BLEACHERS BREW EST. MAY 2006

Someone asked me how my blog and newspaper column came to be titled "Bleachers Brew". It's like this, it's an amalgam of sorts of two things: The bleachers area in the stadium/arena where I used to sit when I would watch baseball, football, and basketball games and Miles Davis' great jazz album Bitches Brew. That's how it got culled together. I originally planned on calling it "The View from the Big Chair" that is a nod to Tears For Fear's second album, Songs from the Big Chair. So there.

Friday, July 8, 2016

Former NZ Tall Black Andrew Clarke in town for FIBA OQT



This appears on philstar.com


Former NZ Tall Black Andrew Clarke in town for FIBA OQT
by rick olivares

Paul Henare and Pero Cameron aren’t the only former players of Philippines coach Tab Baldwin in Manila. Henare and Cameron are now coaching the New Zealand national team. The other former Baldwin Tall Black is 6’7” Andrew Parke, who played power forward for New Zealand in 1995 and from 1998-99 and for National Basketball League sides North Harbour and Otago. 

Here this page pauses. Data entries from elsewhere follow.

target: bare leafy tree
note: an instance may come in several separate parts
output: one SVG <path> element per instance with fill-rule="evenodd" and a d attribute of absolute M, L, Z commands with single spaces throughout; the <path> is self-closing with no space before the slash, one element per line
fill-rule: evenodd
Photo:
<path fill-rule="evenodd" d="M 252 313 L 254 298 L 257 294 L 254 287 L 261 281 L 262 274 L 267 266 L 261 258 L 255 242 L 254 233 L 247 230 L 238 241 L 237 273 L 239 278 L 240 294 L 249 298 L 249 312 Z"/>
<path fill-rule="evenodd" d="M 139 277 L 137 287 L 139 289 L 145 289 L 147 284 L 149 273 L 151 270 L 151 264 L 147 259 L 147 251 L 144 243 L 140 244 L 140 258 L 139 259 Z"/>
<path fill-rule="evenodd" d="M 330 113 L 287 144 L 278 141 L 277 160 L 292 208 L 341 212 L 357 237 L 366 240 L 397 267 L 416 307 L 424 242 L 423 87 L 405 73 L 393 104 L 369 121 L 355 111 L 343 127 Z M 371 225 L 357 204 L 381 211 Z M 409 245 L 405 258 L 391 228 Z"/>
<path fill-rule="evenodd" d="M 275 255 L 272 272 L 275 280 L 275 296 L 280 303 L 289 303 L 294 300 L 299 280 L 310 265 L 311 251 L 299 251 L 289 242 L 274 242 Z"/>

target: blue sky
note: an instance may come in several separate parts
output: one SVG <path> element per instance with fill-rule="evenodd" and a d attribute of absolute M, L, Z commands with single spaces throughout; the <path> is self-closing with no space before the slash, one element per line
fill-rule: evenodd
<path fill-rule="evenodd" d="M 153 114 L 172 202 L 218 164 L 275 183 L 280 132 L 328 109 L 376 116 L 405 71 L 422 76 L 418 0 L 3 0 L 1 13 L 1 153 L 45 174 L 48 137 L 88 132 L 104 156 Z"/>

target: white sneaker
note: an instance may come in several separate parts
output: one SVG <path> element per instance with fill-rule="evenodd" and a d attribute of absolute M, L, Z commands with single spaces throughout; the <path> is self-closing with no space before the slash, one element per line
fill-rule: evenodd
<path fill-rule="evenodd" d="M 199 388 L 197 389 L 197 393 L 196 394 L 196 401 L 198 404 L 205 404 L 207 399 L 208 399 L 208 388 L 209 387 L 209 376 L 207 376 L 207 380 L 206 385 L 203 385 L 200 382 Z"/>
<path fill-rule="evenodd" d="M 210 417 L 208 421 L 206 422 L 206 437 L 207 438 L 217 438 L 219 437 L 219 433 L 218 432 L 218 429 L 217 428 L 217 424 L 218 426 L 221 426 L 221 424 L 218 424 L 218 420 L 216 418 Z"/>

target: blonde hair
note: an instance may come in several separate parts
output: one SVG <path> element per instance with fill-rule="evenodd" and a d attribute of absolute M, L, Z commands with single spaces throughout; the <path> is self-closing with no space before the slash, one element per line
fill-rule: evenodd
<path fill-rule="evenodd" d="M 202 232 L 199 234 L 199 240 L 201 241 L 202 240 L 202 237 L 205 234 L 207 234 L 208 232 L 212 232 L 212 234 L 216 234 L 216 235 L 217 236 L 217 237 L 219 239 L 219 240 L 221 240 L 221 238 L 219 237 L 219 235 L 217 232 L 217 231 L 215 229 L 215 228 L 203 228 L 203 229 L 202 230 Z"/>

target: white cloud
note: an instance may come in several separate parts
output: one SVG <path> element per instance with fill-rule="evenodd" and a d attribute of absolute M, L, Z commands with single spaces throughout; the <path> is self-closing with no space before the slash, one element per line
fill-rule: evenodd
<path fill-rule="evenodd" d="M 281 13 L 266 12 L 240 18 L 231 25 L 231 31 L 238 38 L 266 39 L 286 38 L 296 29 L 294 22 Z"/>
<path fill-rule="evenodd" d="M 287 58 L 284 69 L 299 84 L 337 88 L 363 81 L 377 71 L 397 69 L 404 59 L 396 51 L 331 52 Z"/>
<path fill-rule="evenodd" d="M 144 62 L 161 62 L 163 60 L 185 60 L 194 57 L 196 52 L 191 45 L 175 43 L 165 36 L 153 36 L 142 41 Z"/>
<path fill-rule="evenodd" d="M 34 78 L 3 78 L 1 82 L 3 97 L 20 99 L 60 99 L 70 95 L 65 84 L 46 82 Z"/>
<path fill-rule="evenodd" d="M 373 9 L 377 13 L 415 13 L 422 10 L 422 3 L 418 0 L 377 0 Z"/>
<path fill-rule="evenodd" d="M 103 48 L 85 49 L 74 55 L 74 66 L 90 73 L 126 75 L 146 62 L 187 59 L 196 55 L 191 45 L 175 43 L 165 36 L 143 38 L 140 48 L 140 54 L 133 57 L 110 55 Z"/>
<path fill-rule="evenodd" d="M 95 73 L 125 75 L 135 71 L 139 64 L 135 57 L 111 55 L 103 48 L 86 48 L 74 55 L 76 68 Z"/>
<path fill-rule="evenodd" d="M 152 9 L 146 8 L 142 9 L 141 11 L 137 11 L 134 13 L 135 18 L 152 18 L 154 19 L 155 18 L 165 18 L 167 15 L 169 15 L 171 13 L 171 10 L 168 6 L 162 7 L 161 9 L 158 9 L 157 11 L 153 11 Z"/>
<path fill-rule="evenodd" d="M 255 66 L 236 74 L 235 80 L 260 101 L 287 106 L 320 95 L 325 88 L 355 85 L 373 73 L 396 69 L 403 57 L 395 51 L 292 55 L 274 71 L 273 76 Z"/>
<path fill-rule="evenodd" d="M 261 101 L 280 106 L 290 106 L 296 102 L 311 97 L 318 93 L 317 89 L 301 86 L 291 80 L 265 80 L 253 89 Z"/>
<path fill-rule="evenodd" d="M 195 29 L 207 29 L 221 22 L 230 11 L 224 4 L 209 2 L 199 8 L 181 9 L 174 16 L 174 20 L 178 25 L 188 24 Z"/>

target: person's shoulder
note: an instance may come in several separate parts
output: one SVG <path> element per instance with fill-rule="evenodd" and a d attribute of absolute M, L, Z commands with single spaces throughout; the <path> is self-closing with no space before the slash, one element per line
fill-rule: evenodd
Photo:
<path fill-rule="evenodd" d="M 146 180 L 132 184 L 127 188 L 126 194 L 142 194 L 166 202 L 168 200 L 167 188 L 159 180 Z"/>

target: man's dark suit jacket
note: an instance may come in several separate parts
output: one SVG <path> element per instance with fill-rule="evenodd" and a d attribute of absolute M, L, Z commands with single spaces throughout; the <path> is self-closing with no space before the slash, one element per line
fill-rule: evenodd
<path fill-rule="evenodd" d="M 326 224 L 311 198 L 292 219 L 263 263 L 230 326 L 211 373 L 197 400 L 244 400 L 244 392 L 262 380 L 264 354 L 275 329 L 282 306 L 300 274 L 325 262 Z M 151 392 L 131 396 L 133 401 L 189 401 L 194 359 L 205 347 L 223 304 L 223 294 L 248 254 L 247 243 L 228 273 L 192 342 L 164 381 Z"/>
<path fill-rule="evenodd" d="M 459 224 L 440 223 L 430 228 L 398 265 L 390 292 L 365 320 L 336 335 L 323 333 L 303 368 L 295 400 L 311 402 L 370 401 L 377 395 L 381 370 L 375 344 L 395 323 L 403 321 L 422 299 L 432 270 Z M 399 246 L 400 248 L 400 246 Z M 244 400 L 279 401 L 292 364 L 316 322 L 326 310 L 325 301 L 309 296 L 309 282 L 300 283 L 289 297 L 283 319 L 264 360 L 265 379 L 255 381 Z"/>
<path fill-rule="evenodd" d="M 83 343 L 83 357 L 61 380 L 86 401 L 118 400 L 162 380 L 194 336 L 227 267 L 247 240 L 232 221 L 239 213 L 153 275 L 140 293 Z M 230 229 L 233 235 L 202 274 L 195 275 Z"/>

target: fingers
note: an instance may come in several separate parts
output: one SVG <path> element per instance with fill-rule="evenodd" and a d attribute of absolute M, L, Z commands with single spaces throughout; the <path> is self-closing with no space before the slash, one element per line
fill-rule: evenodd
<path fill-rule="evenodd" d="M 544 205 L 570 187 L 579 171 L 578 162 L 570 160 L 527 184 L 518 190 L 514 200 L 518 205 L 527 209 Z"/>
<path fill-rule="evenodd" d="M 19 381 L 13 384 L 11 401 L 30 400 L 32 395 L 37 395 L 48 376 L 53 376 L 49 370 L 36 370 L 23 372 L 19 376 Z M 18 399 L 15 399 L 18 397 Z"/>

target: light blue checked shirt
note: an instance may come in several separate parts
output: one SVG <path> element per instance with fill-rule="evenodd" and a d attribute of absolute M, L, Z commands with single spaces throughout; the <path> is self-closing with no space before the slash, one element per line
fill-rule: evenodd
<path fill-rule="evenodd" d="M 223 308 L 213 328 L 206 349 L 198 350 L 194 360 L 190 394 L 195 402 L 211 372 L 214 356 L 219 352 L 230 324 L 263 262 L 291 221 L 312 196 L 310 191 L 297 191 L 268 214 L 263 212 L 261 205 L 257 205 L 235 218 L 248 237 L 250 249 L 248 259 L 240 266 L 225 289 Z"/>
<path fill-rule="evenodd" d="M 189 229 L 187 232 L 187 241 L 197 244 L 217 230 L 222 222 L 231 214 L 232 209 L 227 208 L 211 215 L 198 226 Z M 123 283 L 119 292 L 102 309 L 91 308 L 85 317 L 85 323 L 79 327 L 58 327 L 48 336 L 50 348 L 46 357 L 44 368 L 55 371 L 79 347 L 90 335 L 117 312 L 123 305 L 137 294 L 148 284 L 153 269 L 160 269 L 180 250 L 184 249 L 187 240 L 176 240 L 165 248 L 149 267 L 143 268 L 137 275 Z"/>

Since he hung up his hightops after the 2010 season, the Auckland-based Parke has busied himself with Fuzion Travel, an agency that organizes tours for Kiwis who wish to follow the Tall Blacks’ campaigns all over the world.

“We didn’t get much of a group for this trip to Manila,” said Parke. “They are missing a lot. Especially after that massive win over the Philippines.”

New Zealand stunned the home team, 89-80, to enter the semifinals of the FIBA Olympic Qualifying Tournament in Manila. “That must have been a difficult win to take for Paul and Pero since they also played for Tab,” surmised Parke. “Tab built that program and if there was anyone who was familiar with what he was going to do it was Paul and Pero. The players are attuned to the system of Tab unlike the Philippines team that I understand is new."

“The Philippine team if they continue with Tab’s program will get better. It didn’t happen overnight for us.”

“It was a different time when I was playing we used to subsidize our travel. We didn’t have enough games in Europe as we concentrated at home. It’s changing now."